Dillard also contends that the ALJ failed to incorporate limitations regarding
social functioning in the RFC. According to Dillard, the ALJ relied upon Dr. Schiller’s
opinion, yet failed to account for Dr. Schiller’s finding of moderate limitations with regard
to social functioning. Dr. Schiller did find that Dillard was “moderately limited” with
respect to her ability to interact appropriately with the general public and with respect to
her ability to accept instructions and respond appropriately to criticism from supervisors.

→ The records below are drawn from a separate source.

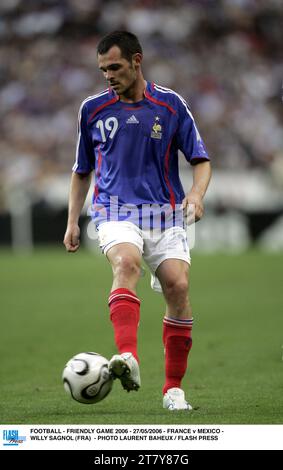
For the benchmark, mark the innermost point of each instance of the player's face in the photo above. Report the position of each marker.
(118, 71)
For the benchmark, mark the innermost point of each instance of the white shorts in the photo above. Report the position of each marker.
(155, 247)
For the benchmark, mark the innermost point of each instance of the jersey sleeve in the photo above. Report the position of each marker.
(188, 137)
(85, 160)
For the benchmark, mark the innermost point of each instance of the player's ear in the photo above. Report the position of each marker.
(137, 59)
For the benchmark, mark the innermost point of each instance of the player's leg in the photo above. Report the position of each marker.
(177, 326)
(124, 304)
(123, 248)
(168, 258)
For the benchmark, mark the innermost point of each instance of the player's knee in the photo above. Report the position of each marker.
(126, 266)
(177, 289)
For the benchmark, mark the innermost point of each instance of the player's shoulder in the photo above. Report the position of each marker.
(92, 103)
(169, 96)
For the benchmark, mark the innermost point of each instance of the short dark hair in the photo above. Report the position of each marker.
(127, 42)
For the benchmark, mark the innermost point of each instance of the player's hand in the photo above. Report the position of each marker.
(193, 207)
(72, 238)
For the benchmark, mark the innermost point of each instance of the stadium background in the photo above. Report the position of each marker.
(226, 58)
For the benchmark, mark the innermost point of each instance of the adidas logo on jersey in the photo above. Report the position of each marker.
(132, 120)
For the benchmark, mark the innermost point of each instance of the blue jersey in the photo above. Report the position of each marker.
(133, 147)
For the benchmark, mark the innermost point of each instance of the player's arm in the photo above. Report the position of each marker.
(80, 184)
(194, 198)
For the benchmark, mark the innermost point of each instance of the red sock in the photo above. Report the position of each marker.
(125, 315)
(177, 342)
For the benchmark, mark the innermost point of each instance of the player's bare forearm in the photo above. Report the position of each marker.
(201, 178)
(78, 191)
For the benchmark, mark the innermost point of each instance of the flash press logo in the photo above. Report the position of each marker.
(11, 437)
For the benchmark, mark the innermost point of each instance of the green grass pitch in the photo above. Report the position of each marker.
(54, 305)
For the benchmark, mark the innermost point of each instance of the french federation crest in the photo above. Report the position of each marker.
(156, 132)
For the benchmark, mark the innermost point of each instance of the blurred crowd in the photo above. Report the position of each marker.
(225, 57)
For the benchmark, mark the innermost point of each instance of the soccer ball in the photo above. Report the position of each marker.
(86, 377)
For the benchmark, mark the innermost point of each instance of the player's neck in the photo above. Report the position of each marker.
(136, 93)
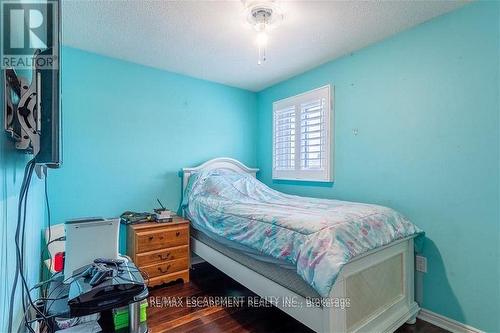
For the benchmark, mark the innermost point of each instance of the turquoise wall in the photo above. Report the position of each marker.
(425, 103)
(129, 129)
(12, 164)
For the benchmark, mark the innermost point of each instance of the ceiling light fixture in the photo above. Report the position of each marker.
(263, 16)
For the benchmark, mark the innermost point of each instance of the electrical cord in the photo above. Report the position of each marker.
(16, 274)
(19, 236)
(49, 223)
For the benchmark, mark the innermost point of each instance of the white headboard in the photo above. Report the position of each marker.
(217, 163)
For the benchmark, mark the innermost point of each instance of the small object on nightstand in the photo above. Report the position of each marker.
(161, 250)
(163, 214)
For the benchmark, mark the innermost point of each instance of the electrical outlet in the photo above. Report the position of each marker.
(421, 264)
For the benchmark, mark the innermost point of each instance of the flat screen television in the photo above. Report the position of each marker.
(50, 117)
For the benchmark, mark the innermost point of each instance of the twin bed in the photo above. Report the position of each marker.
(334, 266)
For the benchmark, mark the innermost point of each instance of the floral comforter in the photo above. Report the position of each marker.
(319, 236)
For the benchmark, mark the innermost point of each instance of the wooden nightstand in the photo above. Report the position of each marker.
(161, 250)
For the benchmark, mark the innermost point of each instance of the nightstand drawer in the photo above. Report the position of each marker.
(166, 267)
(159, 256)
(161, 250)
(154, 240)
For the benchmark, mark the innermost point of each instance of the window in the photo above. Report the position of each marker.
(302, 136)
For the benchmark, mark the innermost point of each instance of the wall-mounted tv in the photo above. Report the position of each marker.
(32, 103)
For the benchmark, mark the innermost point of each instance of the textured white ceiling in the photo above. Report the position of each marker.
(211, 39)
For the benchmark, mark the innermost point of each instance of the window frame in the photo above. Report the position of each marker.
(321, 175)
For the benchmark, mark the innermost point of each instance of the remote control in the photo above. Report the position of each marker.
(109, 261)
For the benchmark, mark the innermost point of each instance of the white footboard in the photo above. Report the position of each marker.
(380, 290)
(377, 287)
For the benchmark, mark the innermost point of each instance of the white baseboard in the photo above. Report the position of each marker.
(446, 323)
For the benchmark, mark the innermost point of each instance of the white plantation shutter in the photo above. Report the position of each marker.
(302, 136)
(284, 139)
(313, 135)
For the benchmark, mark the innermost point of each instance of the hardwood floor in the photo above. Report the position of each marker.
(169, 312)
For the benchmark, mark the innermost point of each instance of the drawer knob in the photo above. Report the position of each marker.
(164, 271)
(164, 257)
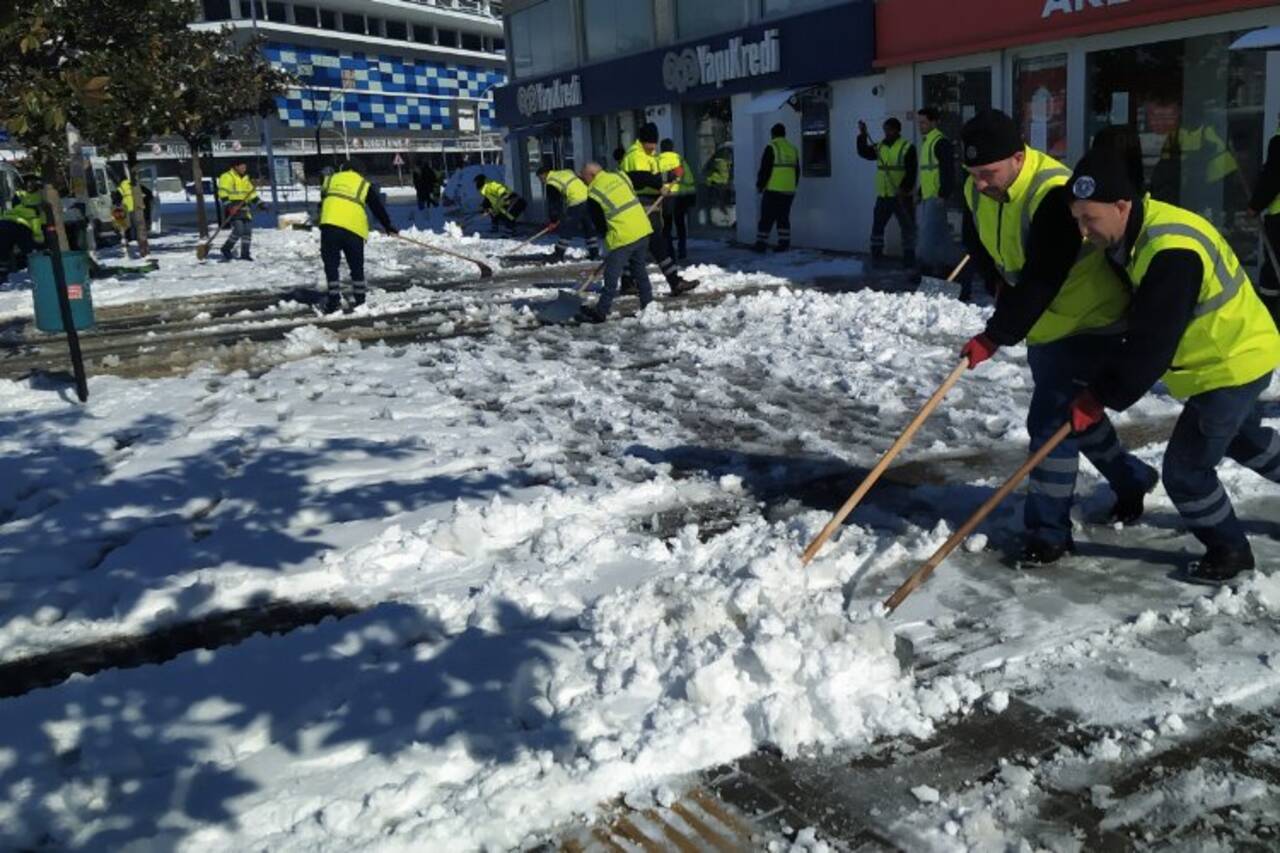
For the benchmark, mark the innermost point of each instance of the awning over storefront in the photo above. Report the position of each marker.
(1265, 39)
(771, 101)
(824, 45)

(R. 52-53). Yet Dr. Schiller explained those limitations as follows:
The claimant’s conditions are consistent with her having less than optimal
responses to the social demands of work settings. However she does have a
knowledge and understanding of what is required to manage the social demands
of a work setting.
(R. 53) (emphasis added) Ultimately, he concluded that Dillard “appears to possess the
basic mental ability for routine” substantial gainful activity.” (R. 53) In response to a
hypothetical, the vocational expert (“VE”) identified several positions which someone of
claimant’s age, education, and work experience would be capable of performing work at
the light exertional level of a simple and repetitive nature. (R. 42) Upon further
questioning, the VE added that those same jobs could be performed by someone who
required “low stress work involving only occasional interactions with the general public.”
(R. 42-43) Thus, I find that the ALJ fully accounted for the social functioning limitations
set forth in Dr. Schiller’s report and that the VE’s responses to hypotheticals about the
jobs available to someone with such limitations constitute substantial evidence of
record. Therefore I reject Dillard’s argument.
IN THE UNITED STATES DISTRICT COURT
FOR THE WESTERN DISTRICT OF PENNSYLVANIA
-vsNANCY A. BERRYHILL,6
ACTING COMMISSIONER OF
Civil Action No. 16-1197
AMBROSE, Senior District Judge.
ORDER OF COURT
Therefore, this 12th day of May, 2017, it is hereby ORDERED that Defendant’s
Motion for Summary Judgment (Docket no. 16) is granted and Plaintiff’s Motion for
Summary Judgment (Docket no. 12) is denied. It is further ORDERED that the ALJ’s
decision is AFFIRMED.
BY THE COURT:
/s/ Donetta W. Ambrose
Donetta W. Ambrose
United States Senior District Judge
Nancy A. Berryhill became acting Commissioner of Social Security on January 23, 2017.